One of my favorite habits is a nice slow kinhin – walking meditation – on the beach a couple blocks from my house. One step per breath, slow and deliberate.
It’s amazing what you notice – both about your surroundings and yourself – by moving slowly. I’m usually barefoot, feeling the sand beneath my feet, tasting the salt air, smelling the occasional bundle of decaying kelp, watching the snowy plovers searching for food, and listening to the pounding surf. Every sense is engaged.
By taking the time to consciously, mindfully, engage each sense and recognize what they are conveying, you learn to fully observe instead of just letting the world rush by while your mind is handling a torrent of thoughts on projects, worries, plans, or even the latest Kardashian gossip. I feel more connected with myself and the world, while also feeling like just a very small connection in a very elaborate masterpiece. Feeling small means worries and concerns seem less consequential, less important, providing peace.

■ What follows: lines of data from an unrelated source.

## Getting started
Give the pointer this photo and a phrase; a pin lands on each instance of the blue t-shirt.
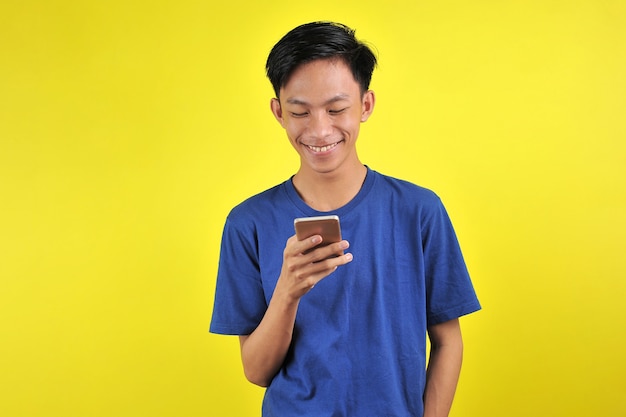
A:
(359, 341)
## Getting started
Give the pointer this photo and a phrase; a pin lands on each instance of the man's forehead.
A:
(303, 101)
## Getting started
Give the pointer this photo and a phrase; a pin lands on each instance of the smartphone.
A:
(325, 226)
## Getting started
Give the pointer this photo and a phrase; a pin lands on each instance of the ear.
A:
(367, 106)
(277, 111)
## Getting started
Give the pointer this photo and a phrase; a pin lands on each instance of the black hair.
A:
(319, 40)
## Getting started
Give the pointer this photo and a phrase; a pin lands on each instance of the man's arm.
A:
(263, 351)
(444, 367)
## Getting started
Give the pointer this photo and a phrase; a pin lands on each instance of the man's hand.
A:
(300, 272)
(263, 351)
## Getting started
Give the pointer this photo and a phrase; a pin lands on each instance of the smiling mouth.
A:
(323, 148)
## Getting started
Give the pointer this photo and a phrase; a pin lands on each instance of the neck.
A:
(329, 191)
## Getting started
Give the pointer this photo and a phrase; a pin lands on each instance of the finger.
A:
(332, 250)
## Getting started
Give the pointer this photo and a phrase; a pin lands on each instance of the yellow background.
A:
(129, 129)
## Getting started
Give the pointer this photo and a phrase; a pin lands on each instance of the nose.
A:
(320, 125)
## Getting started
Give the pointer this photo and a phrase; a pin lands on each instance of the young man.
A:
(344, 335)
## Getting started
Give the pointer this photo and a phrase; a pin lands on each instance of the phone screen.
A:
(326, 226)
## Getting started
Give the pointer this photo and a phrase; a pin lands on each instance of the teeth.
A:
(322, 148)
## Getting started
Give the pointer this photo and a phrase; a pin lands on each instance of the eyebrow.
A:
(338, 97)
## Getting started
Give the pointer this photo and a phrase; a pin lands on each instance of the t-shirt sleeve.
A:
(449, 290)
(239, 298)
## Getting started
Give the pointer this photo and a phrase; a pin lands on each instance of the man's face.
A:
(321, 108)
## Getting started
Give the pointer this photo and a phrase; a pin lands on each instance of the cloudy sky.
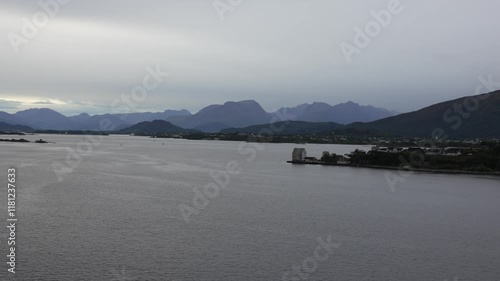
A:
(86, 54)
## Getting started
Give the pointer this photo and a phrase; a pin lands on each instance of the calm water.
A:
(117, 217)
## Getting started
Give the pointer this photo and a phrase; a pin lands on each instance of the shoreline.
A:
(432, 171)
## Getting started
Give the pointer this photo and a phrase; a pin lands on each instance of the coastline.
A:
(433, 171)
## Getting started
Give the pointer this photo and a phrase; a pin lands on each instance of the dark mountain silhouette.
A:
(344, 113)
(43, 118)
(48, 119)
(8, 128)
(289, 128)
(461, 117)
(153, 127)
(231, 114)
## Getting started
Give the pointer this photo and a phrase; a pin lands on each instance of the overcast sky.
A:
(277, 52)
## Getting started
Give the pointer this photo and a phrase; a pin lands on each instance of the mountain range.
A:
(212, 118)
(467, 117)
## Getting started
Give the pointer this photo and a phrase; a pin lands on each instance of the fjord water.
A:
(117, 217)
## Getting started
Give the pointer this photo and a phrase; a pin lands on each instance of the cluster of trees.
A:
(485, 159)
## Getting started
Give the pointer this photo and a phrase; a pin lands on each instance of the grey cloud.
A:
(278, 52)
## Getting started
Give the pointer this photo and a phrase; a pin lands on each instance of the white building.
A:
(299, 154)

I haven’t always been like this. One of my first bosses told me to “walk with purpose.” Deliberate, strong, and fast – projecting confidence and authority. And so I did. I was often annoyed by slower folks that would get in my way. How dare they hold me up!

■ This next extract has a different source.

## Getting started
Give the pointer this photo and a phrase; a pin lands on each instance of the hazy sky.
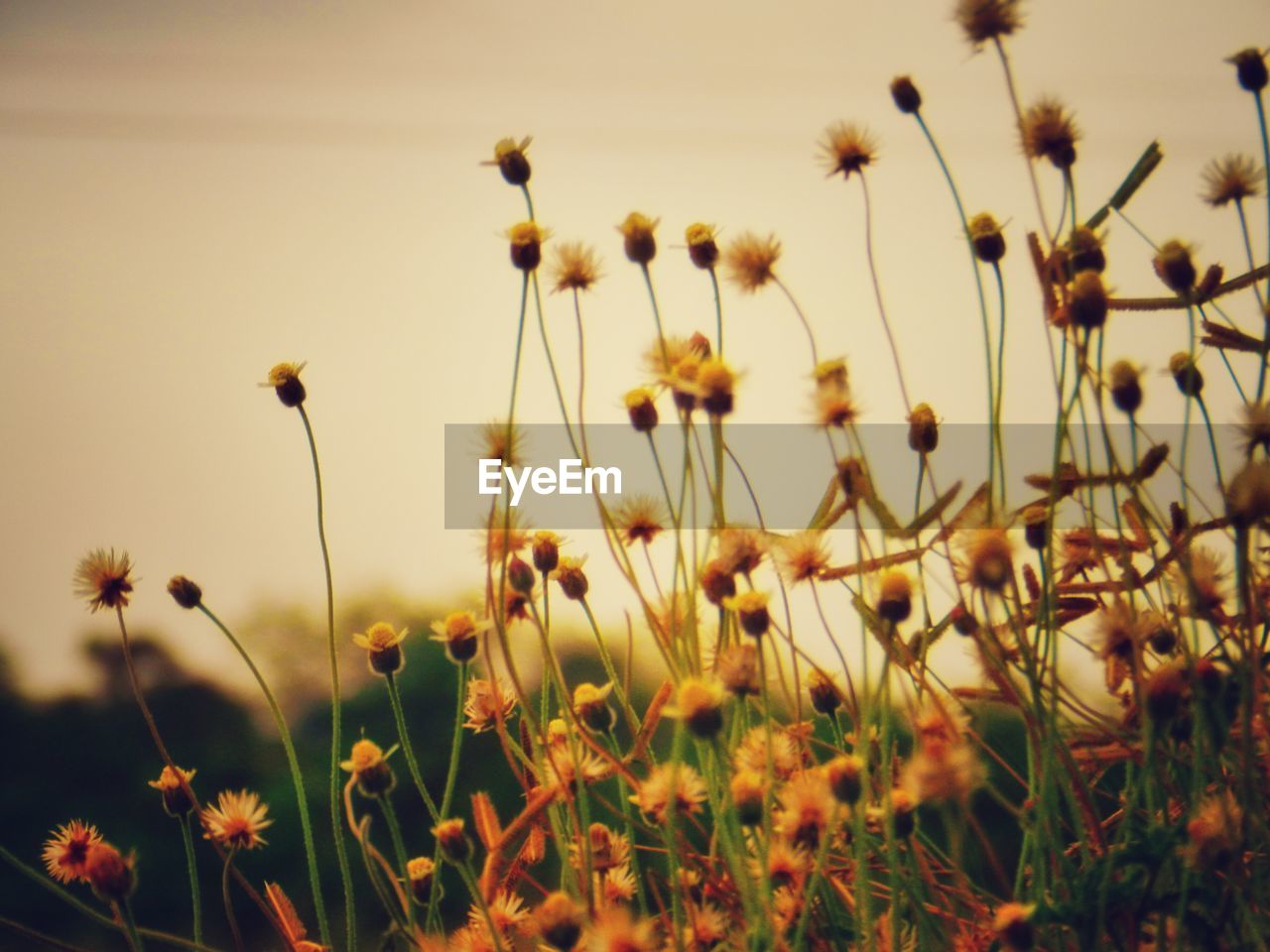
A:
(193, 191)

Then one day I learned about the Ohno Circle and I paused. I stood, watched, and learned. I realized how much I was missing by moving quickly. I began to move slower, taking care to observe. I also began to plan observation. What was I going to observe? How? What is the problem or purpose? What would I do with what I learned?
According to my wife I also began to drive slower or, in her words, became a “grandpa driver.” Is there truly a rush? Usually not. We’re just socially pre-dispositioned to want to go fast, to compete, to get someplace quicker, regardless of necessity. What are you missing? You may not know. It still drives her a bit nuts when I intentionally take the long route to a destination, perhaps the more interesting road less travelled.
So about that slow driver ahead of you, causing you to speed and swerve and bolt ahead to probably just meet again at the next batch-creating stop light. Is he old and senile, or happy and aware… and observing?
Slow down and observe, otherwise you might think you’ve arrived but not know where you’ve been or the interesting things you’ve passed. Maybe I’m still “walking with purpose,” but my purpose has changed.